I must find him. Must preserve him. Up and down the courses I drove my rank mare, whose name I never learned and never care to, seeking Alcibiades.

I could not find him. Only in camp, when descent of night had at last adjourned the struggle, did he emerge from the field, in infantryman's armor, which he had stripped apparently from a corpse midbattle and in which he had fought all day. He did not shed it now but ranged among the troops of Argos and the allies, the shield on his shoulder dark with blood and his eyes like snuffed tapers.

In defeat one learns who are friends to him, and by whom he is accounted friend. Past midnight Alcibiades' attendant summoned my brother and me to his tent. Only those most intimate were included-his cousin Euryptolemus, Mantitheus, Antiochus the pilot, Diotimus, Adeimantus, Thrasybulus, and a dozen others.

This was the singular honor of our lives, Lion's and mine, nor did either stand uncognizant of it.

It was a most dolorous caucus. What wisdom could be culled from calamity was carved like a dry goose and shared out absent appetite.

Defeat tolled the knell for our commander's alliance. Mantinea and Elis would be compelled again into the Spartan fold, as would Patrae, whose long walls would be torn down. Orchomenos could not be held; Epidauris and Sicyon would be squeezed tighter beneath the foe's screw. The Spartans would exile or execute the last democrats and take as hostages children of all suspect families.

At Argos the democracy would fall; it would only be a matter of time before she, too, toppled into the Spartan bag.

Alcibiades did not speak all evening, permitting Euryptolemus to articulate as his surrogate, as he often did, so in tune were the cousins with each other's cast of mind. Euro urged his kinsman to depart for Athens at dawn. Word of defeat would fly home; he must stand present to endure it with honor and to shore up those who had stood at his side.

Alcibiades would not leave.

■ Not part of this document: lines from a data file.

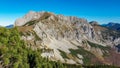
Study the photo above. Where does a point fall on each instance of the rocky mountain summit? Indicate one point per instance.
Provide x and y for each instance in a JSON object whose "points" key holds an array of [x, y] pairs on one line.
{"points": [[69, 39]]}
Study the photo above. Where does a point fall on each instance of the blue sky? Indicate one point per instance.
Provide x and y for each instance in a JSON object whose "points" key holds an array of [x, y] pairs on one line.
{"points": [[103, 11]]}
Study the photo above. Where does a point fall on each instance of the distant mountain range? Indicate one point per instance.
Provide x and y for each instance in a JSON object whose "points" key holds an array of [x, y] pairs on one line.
{"points": [[113, 26], [70, 39]]}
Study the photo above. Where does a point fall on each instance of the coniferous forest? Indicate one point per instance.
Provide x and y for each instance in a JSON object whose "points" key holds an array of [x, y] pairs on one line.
{"points": [[15, 54]]}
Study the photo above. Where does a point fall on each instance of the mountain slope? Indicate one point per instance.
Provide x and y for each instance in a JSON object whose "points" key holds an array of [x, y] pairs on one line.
{"points": [[71, 40], [113, 26]]}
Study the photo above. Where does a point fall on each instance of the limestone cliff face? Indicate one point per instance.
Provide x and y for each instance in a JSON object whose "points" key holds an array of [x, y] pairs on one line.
{"points": [[68, 39]]}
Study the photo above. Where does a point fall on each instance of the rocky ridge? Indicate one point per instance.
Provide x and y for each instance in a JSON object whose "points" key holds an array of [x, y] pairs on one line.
{"points": [[69, 39]]}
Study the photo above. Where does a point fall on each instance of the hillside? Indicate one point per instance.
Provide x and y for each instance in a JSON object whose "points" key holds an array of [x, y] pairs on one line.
{"points": [[47, 40], [71, 40]]}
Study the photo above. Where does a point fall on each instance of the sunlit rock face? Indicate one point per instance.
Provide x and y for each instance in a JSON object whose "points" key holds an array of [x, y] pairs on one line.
{"points": [[66, 38]]}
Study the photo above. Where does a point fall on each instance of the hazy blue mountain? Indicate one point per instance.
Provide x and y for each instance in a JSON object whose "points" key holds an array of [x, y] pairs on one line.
{"points": [[9, 26]]}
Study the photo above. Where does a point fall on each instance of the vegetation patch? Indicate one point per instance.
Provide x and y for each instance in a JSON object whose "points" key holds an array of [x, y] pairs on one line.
{"points": [[86, 54], [105, 49], [63, 54]]}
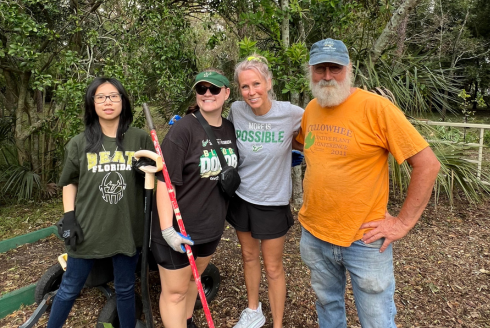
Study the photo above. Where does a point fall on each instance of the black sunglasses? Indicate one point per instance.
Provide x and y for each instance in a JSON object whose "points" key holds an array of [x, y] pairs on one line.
{"points": [[201, 89]]}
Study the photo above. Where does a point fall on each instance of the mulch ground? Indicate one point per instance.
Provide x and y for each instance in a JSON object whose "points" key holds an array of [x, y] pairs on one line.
{"points": [[442, 269]]}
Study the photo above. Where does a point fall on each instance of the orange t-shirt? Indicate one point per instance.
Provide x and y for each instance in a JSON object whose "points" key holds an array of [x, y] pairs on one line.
{"points": [[346, 150]]}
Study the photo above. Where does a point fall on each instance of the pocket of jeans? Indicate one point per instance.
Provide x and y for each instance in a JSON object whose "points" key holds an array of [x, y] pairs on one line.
{"points": [[310, 253], [375, 244]]}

He must remain to take up the dead.

“The dam is down, cousin,” he accounted. “We will not hold the flood.”

None slept that night. Retrieval parties formed up before dawn.

Mules and asses, even cavalry mounts, had been rigged with the pole sleds called “baker's boards”; wagons of the commissariat had been recruited, augmented by sledges and litters; men carried cloaks and blankets upon which a body may be borne. The Spartans sent across their priests of Apollo to sanctify the field and formalize permission to us to take up our dead. They had already reclaimed their own.

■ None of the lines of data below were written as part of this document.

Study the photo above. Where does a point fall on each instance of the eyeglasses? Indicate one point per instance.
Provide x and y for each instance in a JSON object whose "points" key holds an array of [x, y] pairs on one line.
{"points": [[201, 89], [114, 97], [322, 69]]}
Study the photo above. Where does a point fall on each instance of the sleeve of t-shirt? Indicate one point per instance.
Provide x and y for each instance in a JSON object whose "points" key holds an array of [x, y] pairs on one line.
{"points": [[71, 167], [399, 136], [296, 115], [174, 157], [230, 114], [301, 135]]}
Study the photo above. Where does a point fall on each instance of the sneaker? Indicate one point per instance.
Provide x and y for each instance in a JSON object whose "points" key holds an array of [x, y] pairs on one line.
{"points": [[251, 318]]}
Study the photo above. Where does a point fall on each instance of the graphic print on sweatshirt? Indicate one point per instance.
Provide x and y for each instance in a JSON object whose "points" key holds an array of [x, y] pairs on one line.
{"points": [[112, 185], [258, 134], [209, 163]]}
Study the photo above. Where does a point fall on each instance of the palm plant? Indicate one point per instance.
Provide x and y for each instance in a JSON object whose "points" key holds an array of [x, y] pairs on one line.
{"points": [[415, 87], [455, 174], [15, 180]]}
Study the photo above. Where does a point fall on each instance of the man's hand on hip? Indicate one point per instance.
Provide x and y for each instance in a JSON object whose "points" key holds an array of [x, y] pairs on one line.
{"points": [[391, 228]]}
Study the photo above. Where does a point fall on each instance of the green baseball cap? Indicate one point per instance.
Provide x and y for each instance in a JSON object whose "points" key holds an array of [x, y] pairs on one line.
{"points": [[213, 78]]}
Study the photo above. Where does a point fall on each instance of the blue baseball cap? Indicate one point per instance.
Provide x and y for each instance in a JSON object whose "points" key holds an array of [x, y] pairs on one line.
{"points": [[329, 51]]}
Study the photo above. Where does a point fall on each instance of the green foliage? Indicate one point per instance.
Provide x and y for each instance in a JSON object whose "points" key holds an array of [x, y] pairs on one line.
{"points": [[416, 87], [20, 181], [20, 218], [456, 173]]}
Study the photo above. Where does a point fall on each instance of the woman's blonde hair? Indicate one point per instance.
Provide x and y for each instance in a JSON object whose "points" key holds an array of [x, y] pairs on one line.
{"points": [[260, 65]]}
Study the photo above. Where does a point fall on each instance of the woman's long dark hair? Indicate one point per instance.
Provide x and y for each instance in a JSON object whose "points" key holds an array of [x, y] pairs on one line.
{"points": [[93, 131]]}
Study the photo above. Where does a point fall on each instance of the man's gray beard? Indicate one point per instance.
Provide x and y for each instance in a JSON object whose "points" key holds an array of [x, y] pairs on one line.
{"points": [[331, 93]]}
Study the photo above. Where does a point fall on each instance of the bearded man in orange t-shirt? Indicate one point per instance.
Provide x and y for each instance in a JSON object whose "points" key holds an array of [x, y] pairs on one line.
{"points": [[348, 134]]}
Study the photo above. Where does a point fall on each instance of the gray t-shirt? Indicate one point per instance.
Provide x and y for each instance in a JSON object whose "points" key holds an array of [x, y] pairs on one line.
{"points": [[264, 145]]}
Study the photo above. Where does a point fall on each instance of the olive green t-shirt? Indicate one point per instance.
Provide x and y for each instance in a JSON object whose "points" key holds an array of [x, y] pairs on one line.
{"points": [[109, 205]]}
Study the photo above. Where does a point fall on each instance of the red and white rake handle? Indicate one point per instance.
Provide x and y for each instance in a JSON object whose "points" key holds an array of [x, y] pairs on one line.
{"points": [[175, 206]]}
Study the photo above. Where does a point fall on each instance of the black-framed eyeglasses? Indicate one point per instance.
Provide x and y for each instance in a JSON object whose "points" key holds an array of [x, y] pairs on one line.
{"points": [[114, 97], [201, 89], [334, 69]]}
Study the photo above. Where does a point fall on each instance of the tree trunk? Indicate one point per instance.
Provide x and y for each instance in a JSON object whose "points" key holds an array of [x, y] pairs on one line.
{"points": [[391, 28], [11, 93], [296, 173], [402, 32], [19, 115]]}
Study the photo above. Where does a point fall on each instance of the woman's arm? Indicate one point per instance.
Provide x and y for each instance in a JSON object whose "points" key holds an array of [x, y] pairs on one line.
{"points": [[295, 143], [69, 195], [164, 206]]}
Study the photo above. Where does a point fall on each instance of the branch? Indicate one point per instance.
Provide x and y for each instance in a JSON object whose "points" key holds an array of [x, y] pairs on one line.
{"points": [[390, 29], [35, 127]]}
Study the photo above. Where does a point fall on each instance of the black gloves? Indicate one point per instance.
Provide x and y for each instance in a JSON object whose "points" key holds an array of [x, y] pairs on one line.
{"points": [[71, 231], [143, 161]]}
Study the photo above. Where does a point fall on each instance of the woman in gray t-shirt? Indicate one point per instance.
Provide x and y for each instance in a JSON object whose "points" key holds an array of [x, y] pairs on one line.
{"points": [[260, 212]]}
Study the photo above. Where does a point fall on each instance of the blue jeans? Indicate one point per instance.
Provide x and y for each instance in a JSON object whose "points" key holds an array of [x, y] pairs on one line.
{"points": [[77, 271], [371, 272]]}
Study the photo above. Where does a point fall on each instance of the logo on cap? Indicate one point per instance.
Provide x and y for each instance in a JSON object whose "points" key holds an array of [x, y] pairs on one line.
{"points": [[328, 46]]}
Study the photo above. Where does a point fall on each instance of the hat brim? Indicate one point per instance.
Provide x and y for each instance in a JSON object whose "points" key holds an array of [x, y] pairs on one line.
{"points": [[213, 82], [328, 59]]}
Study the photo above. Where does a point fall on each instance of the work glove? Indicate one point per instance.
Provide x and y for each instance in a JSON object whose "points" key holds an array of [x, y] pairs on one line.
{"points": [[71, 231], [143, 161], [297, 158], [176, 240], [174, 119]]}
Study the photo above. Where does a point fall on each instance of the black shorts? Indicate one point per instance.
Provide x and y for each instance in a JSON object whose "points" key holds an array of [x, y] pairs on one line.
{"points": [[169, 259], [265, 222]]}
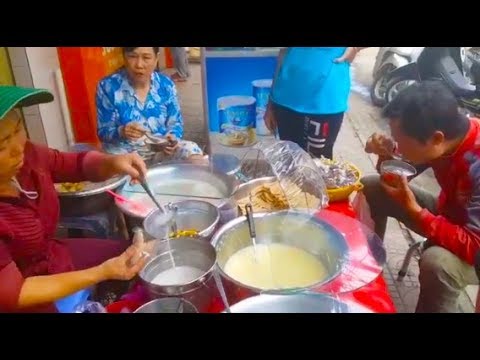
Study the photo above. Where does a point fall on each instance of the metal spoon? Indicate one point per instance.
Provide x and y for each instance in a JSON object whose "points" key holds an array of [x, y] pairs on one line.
{"points": [[150, 193]]}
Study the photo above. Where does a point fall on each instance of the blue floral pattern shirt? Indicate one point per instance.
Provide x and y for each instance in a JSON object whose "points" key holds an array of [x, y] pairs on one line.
{"points": [[118, 105]]}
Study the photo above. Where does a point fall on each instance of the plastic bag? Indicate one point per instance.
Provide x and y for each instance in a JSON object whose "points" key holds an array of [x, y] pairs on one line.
{"points": [[299, 178]]}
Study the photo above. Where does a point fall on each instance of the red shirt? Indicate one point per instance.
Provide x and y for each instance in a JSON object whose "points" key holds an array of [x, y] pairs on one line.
{"points": [[457, 225], [27, 227]]}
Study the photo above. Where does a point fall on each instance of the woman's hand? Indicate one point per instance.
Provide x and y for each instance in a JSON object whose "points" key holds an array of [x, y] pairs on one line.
{"points": [[348, 56], [173, 144], [125, 266], [133, 131], [129, 164]]}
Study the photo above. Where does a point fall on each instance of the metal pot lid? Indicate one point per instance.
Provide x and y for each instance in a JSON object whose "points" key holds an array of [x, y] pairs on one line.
{"points": [[298, 303], [173, 182], [367, 254]]}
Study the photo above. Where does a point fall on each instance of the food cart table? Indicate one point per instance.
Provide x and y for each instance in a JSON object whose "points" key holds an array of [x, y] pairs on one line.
{"points": [[375, 295]]}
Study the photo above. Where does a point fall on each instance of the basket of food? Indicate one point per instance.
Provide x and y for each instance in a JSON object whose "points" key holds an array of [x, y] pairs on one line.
{"points": [[341, 178]]}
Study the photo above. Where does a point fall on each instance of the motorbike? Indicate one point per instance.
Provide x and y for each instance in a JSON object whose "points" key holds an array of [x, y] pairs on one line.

At first light the Hymn to Demeter and Kore was sung; the parties moved out by tribes. Alcibiades wore dust sandals and a white chiton without emblem of rank. He was grave but not downcast. He took up the dead in silence, working beside soldiers' squires and even slaves.

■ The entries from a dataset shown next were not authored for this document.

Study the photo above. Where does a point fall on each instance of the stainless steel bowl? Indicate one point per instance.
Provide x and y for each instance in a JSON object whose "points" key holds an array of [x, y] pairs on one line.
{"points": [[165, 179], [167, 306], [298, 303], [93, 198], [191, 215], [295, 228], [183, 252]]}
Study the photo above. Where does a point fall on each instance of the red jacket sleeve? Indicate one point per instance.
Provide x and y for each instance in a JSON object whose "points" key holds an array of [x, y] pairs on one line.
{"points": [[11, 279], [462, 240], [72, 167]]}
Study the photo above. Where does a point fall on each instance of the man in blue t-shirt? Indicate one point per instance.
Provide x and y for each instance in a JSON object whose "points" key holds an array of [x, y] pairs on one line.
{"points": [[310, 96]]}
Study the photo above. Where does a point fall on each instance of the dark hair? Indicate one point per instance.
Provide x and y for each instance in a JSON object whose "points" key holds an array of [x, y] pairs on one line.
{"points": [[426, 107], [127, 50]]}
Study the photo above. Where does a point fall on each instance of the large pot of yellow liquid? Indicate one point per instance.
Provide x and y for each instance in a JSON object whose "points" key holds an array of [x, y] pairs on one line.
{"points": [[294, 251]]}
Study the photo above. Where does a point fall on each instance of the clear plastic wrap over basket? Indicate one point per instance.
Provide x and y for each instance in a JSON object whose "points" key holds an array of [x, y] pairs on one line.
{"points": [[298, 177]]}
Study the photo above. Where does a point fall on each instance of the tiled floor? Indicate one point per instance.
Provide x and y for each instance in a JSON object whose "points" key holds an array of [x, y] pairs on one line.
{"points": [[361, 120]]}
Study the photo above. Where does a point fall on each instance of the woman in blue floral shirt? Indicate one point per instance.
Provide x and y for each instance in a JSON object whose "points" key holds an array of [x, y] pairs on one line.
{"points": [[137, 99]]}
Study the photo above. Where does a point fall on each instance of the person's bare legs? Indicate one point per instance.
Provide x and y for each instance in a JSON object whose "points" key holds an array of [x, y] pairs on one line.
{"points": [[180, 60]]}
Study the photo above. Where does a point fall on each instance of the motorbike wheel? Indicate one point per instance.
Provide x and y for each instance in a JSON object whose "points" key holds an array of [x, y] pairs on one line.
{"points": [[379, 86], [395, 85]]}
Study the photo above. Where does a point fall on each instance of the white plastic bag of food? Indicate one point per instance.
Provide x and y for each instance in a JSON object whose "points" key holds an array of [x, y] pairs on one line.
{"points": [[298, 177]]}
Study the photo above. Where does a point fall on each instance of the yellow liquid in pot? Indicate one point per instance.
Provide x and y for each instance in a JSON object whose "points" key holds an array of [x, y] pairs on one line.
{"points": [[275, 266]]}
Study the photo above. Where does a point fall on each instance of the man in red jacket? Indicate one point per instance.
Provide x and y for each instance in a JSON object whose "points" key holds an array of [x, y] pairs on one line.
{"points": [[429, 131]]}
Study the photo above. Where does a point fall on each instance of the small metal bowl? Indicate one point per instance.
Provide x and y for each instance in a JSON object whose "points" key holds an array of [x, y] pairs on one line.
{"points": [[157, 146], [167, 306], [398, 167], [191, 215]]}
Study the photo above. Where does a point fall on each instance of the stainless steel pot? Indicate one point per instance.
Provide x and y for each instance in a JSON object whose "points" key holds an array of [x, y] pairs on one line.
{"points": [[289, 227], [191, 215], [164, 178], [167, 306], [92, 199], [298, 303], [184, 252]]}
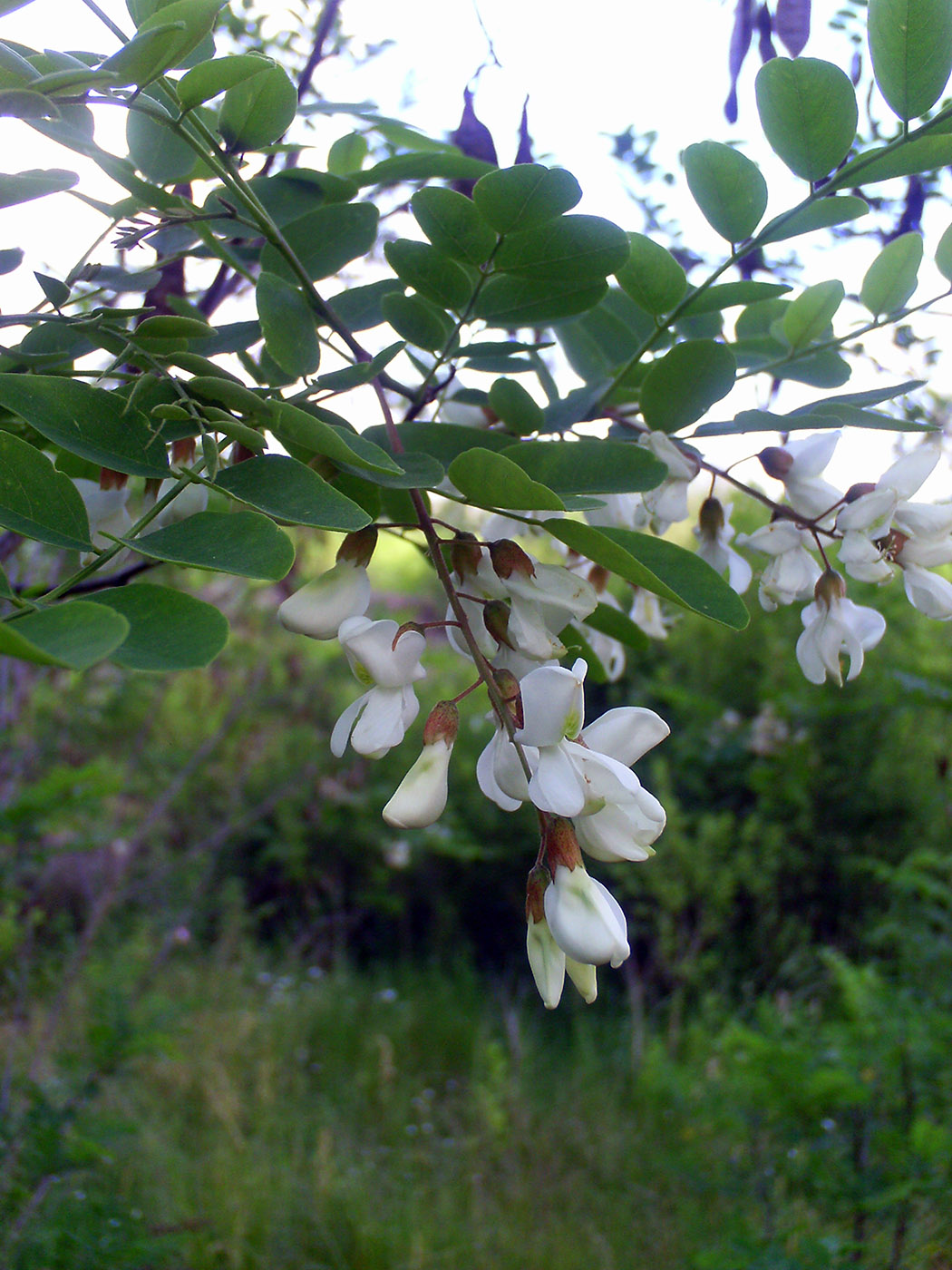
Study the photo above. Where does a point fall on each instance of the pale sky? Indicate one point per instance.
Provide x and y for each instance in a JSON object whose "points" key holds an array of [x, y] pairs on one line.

Where the Tegeans and lesser Lacedaemonians had won their victory, the bodies of the allied slain had been stripped naked.

Armor and weapons were plundered; the foe had looted even the shoes.

Where the Corps of Peers had triumphed, however, no corpses had been violated. Each lay where he had fallen, intact of shield and armor. The Spartans had granted them honor to forbear this indignity. Many wept, my brother included, to behold such greatness of heart.

Midday found Alcibiades stopping with the party in which my brother and I labored. “Is it true, Pommo, that you dashed about the field at battle's close, seeking to preserve me?” A number had told him as much; this seemed to delight him enormously. “I did not know you loved me so.”

I advanced some jest that we of the infantry needed him; he knew how to pay. He did not laugh at this poor joke; rather glanced soberly, first to my brother, then me. “Of payment I know this, my friends-how to requite those whose hearts are true.”

Earlier in the forenoon, Lion and I were told later, Alcibiades had chanced to be at the extreme right of the field, that quarter where we had been when the Mantineans routed the Spartan Sciritae. He was speaking with several Mantinean officers when a captain of Spartan cavalry rode up and reined in.